In Alexander the Court approved a reduction in inpatient coverage that left “both handicapped and nonhandicapped Medicaid users with identical and effective hospital services fully available for their use, with both classes of users subject to the same durational limitation.” Id. at 302, 105 S.Ct. at 721. The Court went on to note that “[s]ection 504 does not require the State to alter ... the benefit being offered simply to meet the reality that the handicapped have greater medical needs.” Id. at 303,105 S.Ct. at 721. Further: “The [Rehabilitation] Act does not ... guarantee the handicapped equal results,” id. at 304, 105 S.Ct. at 722, nor is § 504 intended “to make major inroads on the States’ longstanding discretion to choose the proper mix of amount, scope, and duration limitations on services covered by state Medicaid,” id. at 307, 105 S.Ct. at 723. Indeed, “to require that the sort of broad-based distributive decision ... always be made in the way most favorable, or least disadvantageous, to the handicapped, even when the same benefit is meaningfully and equally offered to them, would be to impose a virtually unworkable requirement on state Medicaid workers.” Id. at 308, 105 S.Ct. at 724 (emphasis added).

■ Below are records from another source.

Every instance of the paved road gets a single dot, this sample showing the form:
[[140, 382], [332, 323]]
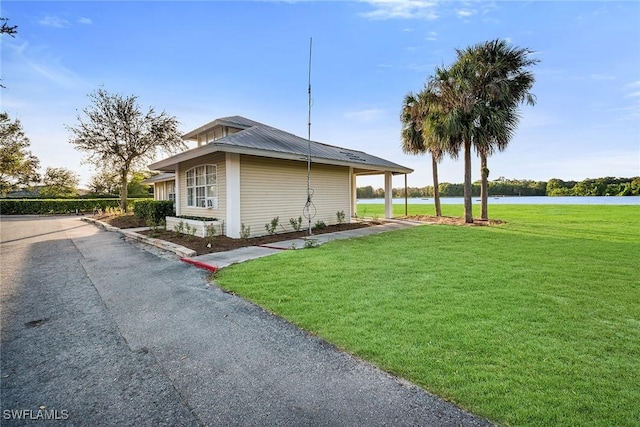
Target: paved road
[[97, 331]]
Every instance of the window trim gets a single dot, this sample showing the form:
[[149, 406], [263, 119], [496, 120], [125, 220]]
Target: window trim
[[206, 186]]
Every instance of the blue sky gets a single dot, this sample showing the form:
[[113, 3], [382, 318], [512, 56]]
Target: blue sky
[[207, 59]]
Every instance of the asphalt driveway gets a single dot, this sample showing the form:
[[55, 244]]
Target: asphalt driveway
[[98, 331]]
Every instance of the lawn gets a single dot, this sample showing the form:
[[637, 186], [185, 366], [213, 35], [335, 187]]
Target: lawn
[[534, 322]]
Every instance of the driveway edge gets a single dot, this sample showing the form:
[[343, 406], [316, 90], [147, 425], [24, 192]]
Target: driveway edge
[[181, 251]]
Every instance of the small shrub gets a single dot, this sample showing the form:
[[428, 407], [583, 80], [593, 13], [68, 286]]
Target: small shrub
[[153, 210], [310, 243], [296, 223], [190, 232], [179, 228], [271, 227]]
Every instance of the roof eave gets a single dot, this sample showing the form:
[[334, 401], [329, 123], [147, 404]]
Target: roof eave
[[370, 169], [169, 164]]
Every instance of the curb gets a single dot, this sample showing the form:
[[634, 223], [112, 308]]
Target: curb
[[181, 251]]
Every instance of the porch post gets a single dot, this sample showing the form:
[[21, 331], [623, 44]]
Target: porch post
[[233, 221], [388, 195], [353, 193], [178, 198]]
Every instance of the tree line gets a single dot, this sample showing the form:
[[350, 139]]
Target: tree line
[[606, 186]]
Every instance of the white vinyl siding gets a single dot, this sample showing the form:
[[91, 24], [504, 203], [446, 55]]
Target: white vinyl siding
[[273, 187], [216, 159]]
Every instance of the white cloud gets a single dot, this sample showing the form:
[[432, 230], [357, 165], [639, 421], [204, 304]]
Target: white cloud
[[602, 77], [465, 13], [37, 61], [402, 9], [366, 116], [54, 21]]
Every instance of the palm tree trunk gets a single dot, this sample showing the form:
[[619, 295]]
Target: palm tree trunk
[[484, 186], [468, 208], [436, 192]]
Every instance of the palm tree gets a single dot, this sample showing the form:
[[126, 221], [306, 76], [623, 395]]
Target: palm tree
[[413, 115], [422, 130], [457, 124], [499, 83]]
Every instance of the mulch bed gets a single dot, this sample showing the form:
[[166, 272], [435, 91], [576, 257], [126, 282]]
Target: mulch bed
[[450, 220], [224, 243], [221, 243]]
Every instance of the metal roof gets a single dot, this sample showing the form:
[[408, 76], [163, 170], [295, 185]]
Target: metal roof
[[161, 177], [237, 122], [262, 140]]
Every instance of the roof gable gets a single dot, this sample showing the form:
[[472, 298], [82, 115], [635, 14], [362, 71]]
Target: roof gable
[[262, 140]]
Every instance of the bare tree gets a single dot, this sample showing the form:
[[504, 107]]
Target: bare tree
[[8, 29], [59, 182], [115, 134]]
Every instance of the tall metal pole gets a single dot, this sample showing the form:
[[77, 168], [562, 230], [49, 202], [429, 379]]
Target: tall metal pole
[[308, 206]]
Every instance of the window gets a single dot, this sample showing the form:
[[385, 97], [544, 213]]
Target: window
[[202, 184], [171, 191]]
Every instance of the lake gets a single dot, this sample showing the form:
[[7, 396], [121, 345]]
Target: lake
[[524, 200]]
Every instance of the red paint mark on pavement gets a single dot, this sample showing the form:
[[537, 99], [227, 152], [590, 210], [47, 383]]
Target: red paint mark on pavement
[[199, 264]]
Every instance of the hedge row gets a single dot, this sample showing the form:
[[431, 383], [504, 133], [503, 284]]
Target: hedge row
[[54, 206], [153, 210]]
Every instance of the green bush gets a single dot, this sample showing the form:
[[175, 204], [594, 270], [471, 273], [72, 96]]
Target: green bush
[[154, 210], [54, 206]]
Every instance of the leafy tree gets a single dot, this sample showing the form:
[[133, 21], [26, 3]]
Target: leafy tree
[[59, 182], [116, 134], [104, 182], [135, 186], [18, 167]]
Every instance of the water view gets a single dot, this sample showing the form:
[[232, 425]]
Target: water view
[[524, 200]]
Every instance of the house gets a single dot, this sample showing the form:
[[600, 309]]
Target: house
[[244, 174]]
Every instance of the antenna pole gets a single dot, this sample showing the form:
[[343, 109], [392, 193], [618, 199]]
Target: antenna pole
[[308, 205]]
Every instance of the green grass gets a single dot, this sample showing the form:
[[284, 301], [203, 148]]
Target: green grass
[[536, 322]]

With Alexander as our guide, it seems to me that § 504 does not invalidate an insurance plan merely because it covers a particular illness up to the point at which it becomes disabling, but not thereafter, nor because it excludes coverage of particular illnesses that are inherently disabling. As long as the Foreign Service Benefit Plan offers the same coverage to all insureds, regardless of disability, it cannot be said to discriminate on the basis of disability.